When we are making decisions in the real-world organizations, there are two factors that the models and tools don’t take into account:
- The relative urgency of the decision – how fast must it be made.
- The importance of engagement – how important is it that people agree with, support and will implement the decision.
And without weighing these two factors into your decision-making process you won’t make the best decisions.
The urgency or speed hints at the relative need for the deeply-involved tools from the start. The weighing factor here is – how soon is this decision required? When the urgency level is high and we need to get on with it, the complex tools at our disposal are superfluous. This might seem to be an obvious statement, yet it needs to be said, because at times the process gets in the way of the decision.

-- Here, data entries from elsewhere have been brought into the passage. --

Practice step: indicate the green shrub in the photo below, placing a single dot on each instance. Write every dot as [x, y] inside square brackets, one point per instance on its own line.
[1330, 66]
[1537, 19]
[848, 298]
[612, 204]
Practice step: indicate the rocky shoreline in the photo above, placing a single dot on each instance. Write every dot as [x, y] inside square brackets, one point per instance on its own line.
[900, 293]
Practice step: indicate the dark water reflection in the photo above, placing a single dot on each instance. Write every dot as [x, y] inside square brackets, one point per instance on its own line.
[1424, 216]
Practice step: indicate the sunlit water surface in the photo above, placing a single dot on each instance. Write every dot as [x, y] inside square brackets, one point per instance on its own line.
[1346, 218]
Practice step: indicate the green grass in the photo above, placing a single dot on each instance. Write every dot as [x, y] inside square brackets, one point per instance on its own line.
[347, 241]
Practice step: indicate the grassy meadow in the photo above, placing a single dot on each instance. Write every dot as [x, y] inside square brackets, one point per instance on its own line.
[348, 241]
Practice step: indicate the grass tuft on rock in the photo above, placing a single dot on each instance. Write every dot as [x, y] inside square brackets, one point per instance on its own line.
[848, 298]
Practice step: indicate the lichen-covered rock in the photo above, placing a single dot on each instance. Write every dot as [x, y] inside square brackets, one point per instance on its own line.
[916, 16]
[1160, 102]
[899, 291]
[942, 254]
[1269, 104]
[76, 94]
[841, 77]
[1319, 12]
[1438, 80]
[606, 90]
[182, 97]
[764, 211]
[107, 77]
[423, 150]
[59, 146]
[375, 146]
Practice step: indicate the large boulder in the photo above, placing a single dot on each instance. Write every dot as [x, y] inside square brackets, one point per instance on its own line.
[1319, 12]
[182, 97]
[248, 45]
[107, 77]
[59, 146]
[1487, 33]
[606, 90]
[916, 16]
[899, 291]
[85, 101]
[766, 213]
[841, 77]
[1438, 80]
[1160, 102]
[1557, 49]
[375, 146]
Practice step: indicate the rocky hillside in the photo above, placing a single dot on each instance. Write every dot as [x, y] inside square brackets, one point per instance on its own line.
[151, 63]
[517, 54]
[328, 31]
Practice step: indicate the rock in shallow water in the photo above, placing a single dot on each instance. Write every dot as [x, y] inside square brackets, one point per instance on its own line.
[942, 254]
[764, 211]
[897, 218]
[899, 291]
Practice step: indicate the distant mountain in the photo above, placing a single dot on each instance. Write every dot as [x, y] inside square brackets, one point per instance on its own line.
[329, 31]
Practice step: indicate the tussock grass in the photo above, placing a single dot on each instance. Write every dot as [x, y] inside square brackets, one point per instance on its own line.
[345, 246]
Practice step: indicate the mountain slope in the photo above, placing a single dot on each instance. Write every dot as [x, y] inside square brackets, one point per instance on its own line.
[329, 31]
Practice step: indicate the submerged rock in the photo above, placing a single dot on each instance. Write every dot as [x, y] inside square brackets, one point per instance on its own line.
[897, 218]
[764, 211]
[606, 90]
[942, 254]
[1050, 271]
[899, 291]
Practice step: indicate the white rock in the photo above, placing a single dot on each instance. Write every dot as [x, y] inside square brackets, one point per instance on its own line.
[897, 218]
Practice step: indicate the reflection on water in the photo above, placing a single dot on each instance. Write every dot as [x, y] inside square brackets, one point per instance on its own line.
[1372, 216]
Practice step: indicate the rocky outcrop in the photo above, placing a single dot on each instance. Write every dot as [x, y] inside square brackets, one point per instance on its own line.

The relative importance of buy-in and agreement of others is the other factor to weigh. If the decision needs to be made quickly, engaging others for their ideas or data might take too long; yet when we ask people for input or involve them in the decision-making process, we get more ownership and buy-in.
Organizational decision making is about more than the processes and data (as important as they are), it is also about the speed with which the decision must be made and how important it is that people are ready to comply, act and implement that decision.
The messiness comes, in part, because speed and buy-in are competing factors. We can raise buy-in with time spent, and buy-in may suffer when speed is of the essence.
Which leaves us with this question . . .
How can we build buy-in without increasing the time required?
This is a great question, leading us to the “big key” promised in the title.
There is a key to organizational decision making, that can allow speed and buy-in to grow independently or even at the same time. It isn’t about the data or the facts, the process we’ve used or the ROI.
If you want decisions that are more completely and effectively implemented in your organization, in less time, build organizational trust.
Do your team members trust you and your judgment?
Do you trust them and their experience and wisdom?
Know that when the answers to these questions are emphatically yes, the decisions you make can be made faster and with greater agreement, regardless of the approach taken to get there.
Tools, approaches and processes are important, and the more of those you have in your toolkit, the more effective you will be at solving problems and making decisions . . . and . . . time spent granting, building and gaining trust will pay greater dividends than you might have thought before you read this article.